A June 2018 white paper released by DESE discusses the reasons for and implications of DESE's 2018 switch to using means (averages) instead of medians for official summaries of student growth percentiles. Studies have revealed that means are significantly more sensitive and accurate than medians, and they also align better with the Department's philosophy that the performance of all students should contribute to accountability measures.
In January 2018, Abt Associates released the second report from its multi-year evaluation of the Department of Early Education and Care's pre-school expansion grant (PEG), which expands access to high-quality early childhood education in Massachusetts to four-year-old children from low-income families. In Year 2 (the 2016-17 school year), PEG programs demonstrated more teacher access to training and coaching, stronger instructional quality, improved family engagement, and more frequent home visits as compared to Year 1. The reach and intensity of supports for educators and families varied across and within communities.
A May 2018 study conducted by the University of Massachusetts Donahue Institute presents findings on the state of college access and success (CAS) in Boston.

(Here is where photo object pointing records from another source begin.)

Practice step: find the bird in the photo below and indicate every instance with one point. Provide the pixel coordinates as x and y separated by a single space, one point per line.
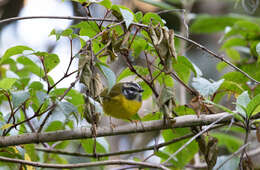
123 100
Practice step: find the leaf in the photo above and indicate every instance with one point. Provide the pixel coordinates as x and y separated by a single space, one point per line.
232 143
204 87
101 145
6 126
232 87
221 65
30 66
234 42
50 60
183 110
19 97
7 83
183 67
41 96
152 116
237 116
233 54
97 105
127 16
27 158
66 108
211 24
153 18
258 49
36 85
14 51
106 3
253 104
54 126
242 101
187 154
160 4
138 16
30 150
87 28
125 73
109 75
231 164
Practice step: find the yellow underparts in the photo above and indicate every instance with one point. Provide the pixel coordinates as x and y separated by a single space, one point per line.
120 107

Sixty-nine college access programs reported serving more than 38,000 Boston students annually; some of these students were served by multiple programs. CAS programs are successful in their mission to serve students with the highest need. Almost 90% of CAS program participants are from low-income families, nearly three-quarters are or will be first-generation college students, and about three-quarters are Black/African American or Hispanic/Latino. However, the number of college access programs offered by community-based organizations and institutes of higher education varied widely across neighborhoods, ranging from seven in Chinatown to 38 in Dorchester.
In May 2018, in collaboration with the Boston Foundation, the Rennie Center published a case study analysis of two innovation schools as they underwent rapid school improvement: the Winter Hill Community Innovation School in Somerville and the Paul Revere Innovation School in Revere. Based on interviews and focus groups with students, parents, teachers, administrators, and governing board members at both schools, the report describes the similarities and differences in each school's approach to implementing three common principles: shared leadership, whole child and whole family supports, and individualized instruction.

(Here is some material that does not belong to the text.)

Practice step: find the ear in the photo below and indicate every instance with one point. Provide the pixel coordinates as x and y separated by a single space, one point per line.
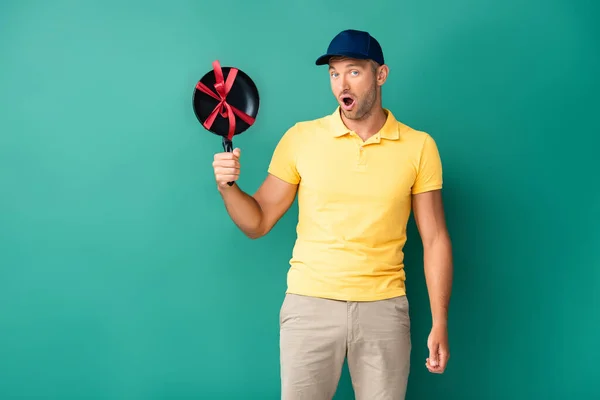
382 74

A July 2018 report from the Massachusetts Budget and Policy Center examines current challenges with the Massachusetts school funding formula. The report finds that the allocation for health insurance and other benefits in the foundation budget in FY 2017 was $1.44 billion below the actual costs borne by school districts, a gap of $1,500 per student across the state. Similarly, the foundation budget amount for special education services was $1.19 billion below actual spending in FY 2017, almost $1,300 less than actual special education spending for each student in Massachusetts. These issues affect all districts and are most acute in lower-income communities.
In July 2018, the Boston Area Research Initiative published a report on the Boston Public School's home-based assignment system (HBAP). Four years after its full implementation in kindergarten and 6th grades, the report found that HBAP did not achieve its goal of increasing access to high quality schools close to home, largely because of the inequitable geographic distribution of quality schools across neighborhoods and racial groups. Some neighborhoods, which are predominantly inhabited by Black and disadvantaged students, had fewer quality schools to choose from and had greater competition for seats in those schools. Students in these neighborhoods were less likely to attend high quality schools and had to travel longer distances to school when they did attend them. While HBAP did shorten commutes overall, the assignment system diminished integration across the city without creating neighborhood schools.